Education Secretary Arne Duncan, Bill Gates, Craig Barrett and even Jeb Bush created a narrative in which the uneducated conservative masses – those scary Tea Party types, are the only opponents to their beloved Common Core.
Professor Emeritus at Georgia State, Jack Hassard, recently revealed the reason for such tactics at the Art of Teaching Science in an article entitled “Why Bill Gates Defends the Common Core. Hassard writes that Bill Gates has spent $2.3 billion adoption and promotion of Common Core. Understandably, a shrewd businessman like Gates would protect an investment of that magnitude.
Testing companies and textbook publishers have made their own sizeable investments in the program. Politicians like Bush and Arizona’s soon-to-be-former Superintendent of Public Instruction John Huppenthal have staked their reputations on it.
The marginalization through accusation like Duncan’s famous claim made at a meeting of the Council of Chief State School Officers, that opposition is limited to suburban moms who find their “child isn’t as brilliant as they thought,” has done much to keep parents, teachers and liberals silent about their concerns.
Fearing the broad brush strokes of the Common Core cheerleaders like Huppenthal, who painted opponents as “barbarians,” educators and other education activists have confined their conversations to teachers’ lounges and conservative websites and journals.
One of those barbarians, Brad McQueen, a Tucson, Arizona school teacher, took on Huppenthal in his book; The Cult of Common Core, and the scramble to crush him and silence his opposition has resulted in a lawsuit brought on behalf of McQueen by the Goldwater Institute and made national headlines.
The narrative must succeed for the investment to pay off.
The latest offering by Resounding Books; Common Ground on Common Core demonstrates the fallacy of their carefully crafted narrative.
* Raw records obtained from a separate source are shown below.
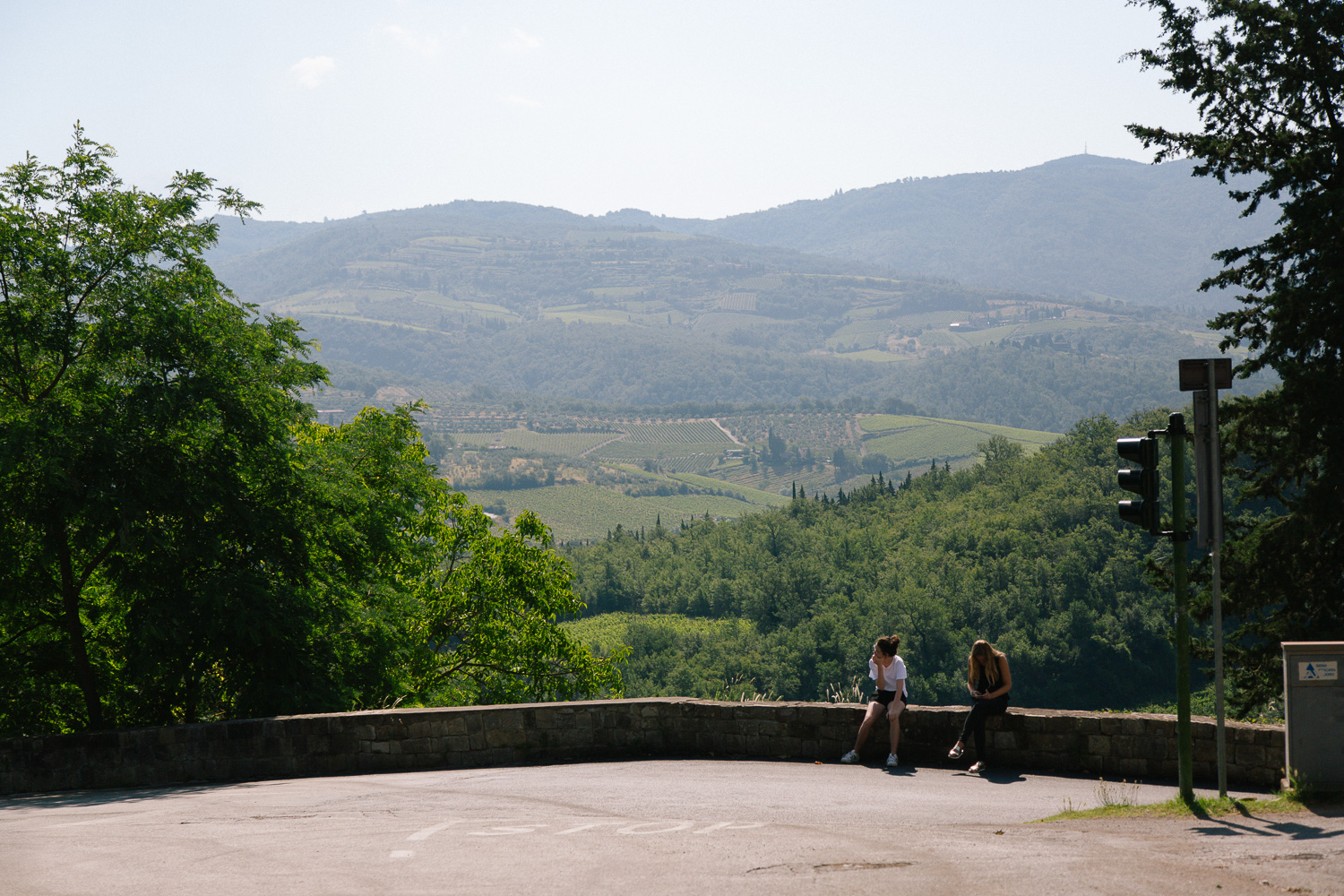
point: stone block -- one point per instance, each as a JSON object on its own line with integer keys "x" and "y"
{"x": 1088, "y": 726}
{"x": 1158, "y": 747}
{"x": 500, "y": 737}
{"x": 1250, "y": 755}
{"x": 1048, "y": 743}
{"x": 1098, "y": 745}
{"x": 1132, "y": 767}
{"x": 1133, "y": 727}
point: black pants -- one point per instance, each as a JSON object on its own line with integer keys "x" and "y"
{"x": 976, "y": 720}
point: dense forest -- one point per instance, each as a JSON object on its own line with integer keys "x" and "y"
{"x": 1021, "y": 549}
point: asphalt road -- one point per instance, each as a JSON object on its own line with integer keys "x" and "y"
{"x": 655, "y": 826}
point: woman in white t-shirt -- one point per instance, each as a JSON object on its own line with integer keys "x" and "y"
{"x": 889, "y": 670}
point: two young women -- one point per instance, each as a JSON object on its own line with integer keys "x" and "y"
{"x": 988, "y": 680}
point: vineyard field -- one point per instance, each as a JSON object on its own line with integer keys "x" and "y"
{"x": 819, "y": 432}
{"x": 667, "y": 450}
{"x": 562, "y": 444}
{"x": 687, "y": 432}
{"x": 929, "y": 438}
{"x": 577, "y": 512}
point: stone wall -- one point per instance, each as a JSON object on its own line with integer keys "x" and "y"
{"x": 1117, "y": 745}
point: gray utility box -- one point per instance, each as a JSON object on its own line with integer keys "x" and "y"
{"x": 1314, "y": 712}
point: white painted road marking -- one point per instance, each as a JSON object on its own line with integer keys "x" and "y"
{"x": 505, "y": 829}
{"x": 588, "y": 826}
{"x": 730, "y": 825}
{"x": 430, "y": 831}
{"x": 676, "y": 826}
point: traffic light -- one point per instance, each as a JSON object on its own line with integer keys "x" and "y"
{"x": 1142, "y": 478}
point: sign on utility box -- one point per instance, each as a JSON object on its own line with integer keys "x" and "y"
{"x": 1314, "y": 712}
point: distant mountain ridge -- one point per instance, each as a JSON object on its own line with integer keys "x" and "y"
{"x": 1075, "y": 226}
{"x": 1082, "y": 225}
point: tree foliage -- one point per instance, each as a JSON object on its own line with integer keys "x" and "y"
{"x": 177, "y": 538}
{"x": 1269, "y": 81}
{"x": 1024, "y": 551}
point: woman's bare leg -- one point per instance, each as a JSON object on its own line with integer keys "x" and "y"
{"x": 875, "y": 711}
{"x": 894, "y": 718}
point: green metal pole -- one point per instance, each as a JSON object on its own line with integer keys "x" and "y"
{"x": 1185, "y": 750}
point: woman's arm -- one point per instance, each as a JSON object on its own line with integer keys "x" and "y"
{"x": 1004, "y": 680}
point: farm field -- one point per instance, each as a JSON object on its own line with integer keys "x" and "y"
{"x": 625, "y": 449}
{"x": 685, "y": 432}
{"x": 562, "y": 444}
{"x": 916, "y": 440}
{"x": 883, "y": 422}
{"x": 875, "y": 357}
{"x": 577, "y": 512}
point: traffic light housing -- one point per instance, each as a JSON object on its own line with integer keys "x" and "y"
{"x": 1140, "y": 478}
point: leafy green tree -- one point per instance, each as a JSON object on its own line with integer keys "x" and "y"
{"x": 140, "y": 409}
{"x": 1269, "y": 81}
{"x": 179, "y": 540}
{"x": 491, "y": 610}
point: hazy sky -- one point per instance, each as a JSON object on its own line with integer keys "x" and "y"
{"x": 688, "y": 109}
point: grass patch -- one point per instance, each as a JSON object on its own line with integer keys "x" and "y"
{"x": 1177, "y": 807}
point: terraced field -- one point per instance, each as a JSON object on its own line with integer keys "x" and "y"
{"x": 914, "y": 440}
{"x": 562, "y": 444}
{"x": 688, "y": 432}
{"x": 577, "y": 512}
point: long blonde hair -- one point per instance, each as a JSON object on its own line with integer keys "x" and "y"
{"x": 984, "y": 656}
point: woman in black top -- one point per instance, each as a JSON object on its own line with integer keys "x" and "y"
{"x": 988, "y": 680}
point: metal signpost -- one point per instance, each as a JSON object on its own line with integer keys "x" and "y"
{"x": 1204, "y": 376}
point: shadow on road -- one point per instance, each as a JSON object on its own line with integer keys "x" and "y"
{"x": 69, "y": 798}
{"x": 997, "y": 775}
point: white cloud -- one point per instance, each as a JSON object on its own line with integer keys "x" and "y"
{"x": 521, "y": 42}
{"x": 425, "y": 45}
{"x": 314, "y": 70}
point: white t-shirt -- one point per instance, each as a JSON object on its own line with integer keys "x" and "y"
{"x": 890, "y": 675}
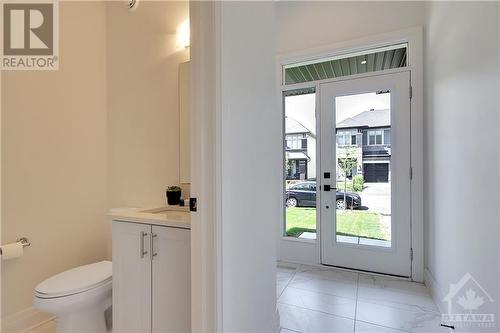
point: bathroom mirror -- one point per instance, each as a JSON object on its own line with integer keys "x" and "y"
{"x": 185, "y": 122}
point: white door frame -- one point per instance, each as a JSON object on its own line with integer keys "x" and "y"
{"x": 300, "y": 251}
{"x": 206, "y": 237}
{"x": 395, "y": 259}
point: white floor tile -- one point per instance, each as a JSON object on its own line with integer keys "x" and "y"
{"x": 387, "y": 291}
{"x": 338, "y": 283}
{"x": 309, "y": 321}
{"x": 394, "y": 317}
{"x": 340, "y": 306}
{"x": 284, "y": 330}
{"x": 280, "y": 287}
{"x": 313, "y": 299}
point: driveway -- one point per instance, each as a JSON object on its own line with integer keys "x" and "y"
{"x": 377, "y": 197}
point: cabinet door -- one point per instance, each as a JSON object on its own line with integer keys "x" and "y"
{"x": 131, "y": 277}
{"x": 171, "y": 280}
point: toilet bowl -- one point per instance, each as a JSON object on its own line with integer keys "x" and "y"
{"x": 79, "y": 298}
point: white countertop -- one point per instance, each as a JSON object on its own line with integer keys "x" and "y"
{"x": 174, "y": 216}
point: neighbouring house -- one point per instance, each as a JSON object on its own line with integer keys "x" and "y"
{"x": 300, "y": 151}
{"x": 366, "y": 137}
In her $25, 391 page book, editor Kirsten Lombard and her diverse essayists destroy the narrative.
In his Washington Times review, Logan Albright writes: “In the face of slick advertising campaigns by Common Core’s corporate backers and lofty speeches from politicians, the truth can be difficult to ferret out. With the new book, “Common Ground on Common Core,” we finally have a handy, one-volume resource that answers all these questions and more.”
The real trick to Common Ground is that is presents the truth; opposition comes from across the political spectrum. As Albright notes, Common Ground reveals that “opposition to top-down standards is not a partisan issue.”
Common Ground contributor, Tim Slekar, the liberal Dean of Education at Edgewood College in Wisconsin, has been a vocal critic of the standards. “Slekar has been blogging about the dangers of corporate-backed education reform for years at atthechalkface.com. He is also the cohost of the online chalkface weekly radio show on Sundays at 5 p.m., as well as the founder of United Opt Out, a group that encourages parents and teachers to refuse to participate in high-stakes standardized tests.”
Hardly a Tea Partier, Slekar “believes that tests take more and more time away from real learning. According to Slekar the problem isn’t the tests. The problem is the high-stakes nature of the tests. Kids may not get much out of the tests, but their scores determine whether their schools are labeled “failing,” which determines the funding received by schools. Slekar pointed out a trio of foundations — the Walton Family Foundation, the Bill and Melinda Gates Foundation, and the Broad Foundation — who are pushing tests that produce data to prove public schools are failing. Parents and teachers are absolutely right to suspect that these tests don’t serve kids well and are instead designed to make schools fail. Failure, in turn, would give credence to increasing standards as a way to improve student performance. Slekar encourages students to opt out of the tests. Although this strategy may seem risky to parents and teachers who worry about their schools receiving a failing grade, Slekar dismisses the strategy as short-term thinking, firmly believing that the drive to label all public schools as failing must be stopped.”
Slekar is joined by Morna McDermott. McDermott, an Associate Professor at Towson University in Maryland, has focused her scholarship and research “on democracy, social justice, and arts-informed inquiry in Kindergarten through post-secondary educational settings as well as working with both beginning and experienced educators. Recent artwork and installations have emphasized the value of art as a “public pedagogy” in creating grassroots social-political-educational change.”
Slekar and McDermott join an impressive group of education experts including Sandra Stotsky, and James Milgram.
In his review, Albright calls Common Ground, “quite simply, the best single resource for understanding, and fighting back against Common Core that exists.” He writes that Common Core “is turning out to be a defining issue for our times.” In light of its diverse opposition, Albright might be right; it could define who is and who is not willing to stand up against the corporate masters.